On Monday, JetBlue bypassed the company and went straight to Spirit stockholders -- an attempt at a hostile takeover. A takeover is considered hostile when one company tries to acquire another that is unwilling to be sold. One way to do this is to lobby a target company's shareholders.
JetBlue asked the shareholders to vote against Spirit's previous deal with Frontier, which would form the fifth-largest carrier in the United States, and instead accept $30 per share from JetBlue.
"This represents a 60% premium to the value of the Frontier transaction," JetBlue said in a statement Monday, adding that it would also consider bumping that up to the $33-per-share offer it first made in April.
Spirit shareholders are scheduled to vote in a few weeks on the carrier's previous deal with Frontier. File Photo by Bill Greenblatt/UPI
"JetBlue offers more value -- a significant premium in cash -- more certainty, and more benefits for all stakeholders," it added.

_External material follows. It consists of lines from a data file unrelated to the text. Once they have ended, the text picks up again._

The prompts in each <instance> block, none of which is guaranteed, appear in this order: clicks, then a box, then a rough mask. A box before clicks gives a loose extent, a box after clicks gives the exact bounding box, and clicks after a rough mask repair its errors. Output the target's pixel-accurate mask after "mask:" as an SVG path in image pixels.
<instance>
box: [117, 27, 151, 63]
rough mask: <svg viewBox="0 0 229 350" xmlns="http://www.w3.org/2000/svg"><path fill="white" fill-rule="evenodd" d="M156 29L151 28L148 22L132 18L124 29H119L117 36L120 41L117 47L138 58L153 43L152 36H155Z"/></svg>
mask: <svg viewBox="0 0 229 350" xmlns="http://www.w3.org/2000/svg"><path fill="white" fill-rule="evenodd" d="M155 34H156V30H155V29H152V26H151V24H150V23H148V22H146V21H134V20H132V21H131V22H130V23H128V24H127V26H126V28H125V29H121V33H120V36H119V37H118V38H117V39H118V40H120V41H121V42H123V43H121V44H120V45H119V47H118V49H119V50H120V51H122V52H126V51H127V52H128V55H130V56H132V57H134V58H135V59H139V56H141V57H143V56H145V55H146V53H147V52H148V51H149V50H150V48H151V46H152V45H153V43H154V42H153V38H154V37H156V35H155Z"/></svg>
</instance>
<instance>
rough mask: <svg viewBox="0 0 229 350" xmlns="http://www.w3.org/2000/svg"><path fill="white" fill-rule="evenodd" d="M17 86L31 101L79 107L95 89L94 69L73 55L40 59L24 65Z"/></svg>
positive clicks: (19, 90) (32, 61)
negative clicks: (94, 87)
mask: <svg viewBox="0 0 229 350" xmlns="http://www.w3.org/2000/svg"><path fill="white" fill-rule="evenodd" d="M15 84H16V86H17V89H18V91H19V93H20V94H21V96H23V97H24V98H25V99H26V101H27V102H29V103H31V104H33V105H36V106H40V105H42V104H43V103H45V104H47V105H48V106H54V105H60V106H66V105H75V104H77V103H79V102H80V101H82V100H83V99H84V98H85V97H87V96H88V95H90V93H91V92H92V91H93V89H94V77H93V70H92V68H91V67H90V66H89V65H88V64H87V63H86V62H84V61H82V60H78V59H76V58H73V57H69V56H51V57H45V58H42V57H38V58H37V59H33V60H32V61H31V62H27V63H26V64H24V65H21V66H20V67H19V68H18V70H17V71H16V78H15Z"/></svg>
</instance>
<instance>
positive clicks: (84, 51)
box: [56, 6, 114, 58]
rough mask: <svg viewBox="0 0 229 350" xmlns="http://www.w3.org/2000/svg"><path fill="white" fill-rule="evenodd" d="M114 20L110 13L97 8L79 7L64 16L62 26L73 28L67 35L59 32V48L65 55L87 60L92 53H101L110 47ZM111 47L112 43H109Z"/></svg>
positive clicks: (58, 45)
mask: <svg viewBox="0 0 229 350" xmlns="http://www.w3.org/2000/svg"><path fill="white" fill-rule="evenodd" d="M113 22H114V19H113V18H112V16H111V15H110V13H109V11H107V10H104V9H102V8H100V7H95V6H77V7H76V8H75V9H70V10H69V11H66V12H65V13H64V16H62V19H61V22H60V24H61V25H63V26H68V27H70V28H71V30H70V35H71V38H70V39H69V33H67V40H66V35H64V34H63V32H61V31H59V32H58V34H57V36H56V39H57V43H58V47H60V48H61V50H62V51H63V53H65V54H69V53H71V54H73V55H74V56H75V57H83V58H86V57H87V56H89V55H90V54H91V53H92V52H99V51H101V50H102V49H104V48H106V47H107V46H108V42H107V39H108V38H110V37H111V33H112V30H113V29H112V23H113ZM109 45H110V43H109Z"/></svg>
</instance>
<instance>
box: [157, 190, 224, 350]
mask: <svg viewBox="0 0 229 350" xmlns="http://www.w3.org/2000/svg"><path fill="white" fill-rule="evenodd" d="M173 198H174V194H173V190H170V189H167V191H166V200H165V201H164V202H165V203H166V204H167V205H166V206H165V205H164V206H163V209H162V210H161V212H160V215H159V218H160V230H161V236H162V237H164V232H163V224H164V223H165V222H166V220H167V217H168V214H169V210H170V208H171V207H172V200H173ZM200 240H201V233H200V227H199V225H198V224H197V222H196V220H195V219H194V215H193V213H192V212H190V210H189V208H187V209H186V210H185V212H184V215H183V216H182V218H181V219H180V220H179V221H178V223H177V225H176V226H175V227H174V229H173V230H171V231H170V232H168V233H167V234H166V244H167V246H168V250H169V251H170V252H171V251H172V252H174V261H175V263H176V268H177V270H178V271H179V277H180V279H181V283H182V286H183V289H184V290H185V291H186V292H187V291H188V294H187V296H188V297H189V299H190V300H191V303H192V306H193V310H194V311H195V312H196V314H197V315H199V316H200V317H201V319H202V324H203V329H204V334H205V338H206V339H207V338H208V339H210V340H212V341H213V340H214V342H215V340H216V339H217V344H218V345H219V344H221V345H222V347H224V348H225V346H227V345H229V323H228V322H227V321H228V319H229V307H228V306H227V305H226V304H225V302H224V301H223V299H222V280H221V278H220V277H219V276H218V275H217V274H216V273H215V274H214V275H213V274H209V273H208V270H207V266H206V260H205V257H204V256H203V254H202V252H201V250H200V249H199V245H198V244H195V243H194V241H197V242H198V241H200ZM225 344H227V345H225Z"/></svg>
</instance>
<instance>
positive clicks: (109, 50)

Spirit's main reason behind rejecting previous JetBlue offers is that the Justice Department is already blocking JetBlue's alliance with American Airlines on antitrust grounds.
Frontier made its offer earlier this year at almost $26 per share.
In its appeal to Spirit shareholders, JetBlue argued that Frontier's stock price has fallen 30% since the merger was announced, pushing the value of the deal down by $770 million.
"A vote against the Frontier transaction is a vote for a higher Spirit share price," JetBlue said. "A vote for the Frontier transaction is a vote for a lower Spirit share price."
Spirit shareholders are scheduled to vote on the Frontier deal on June 10.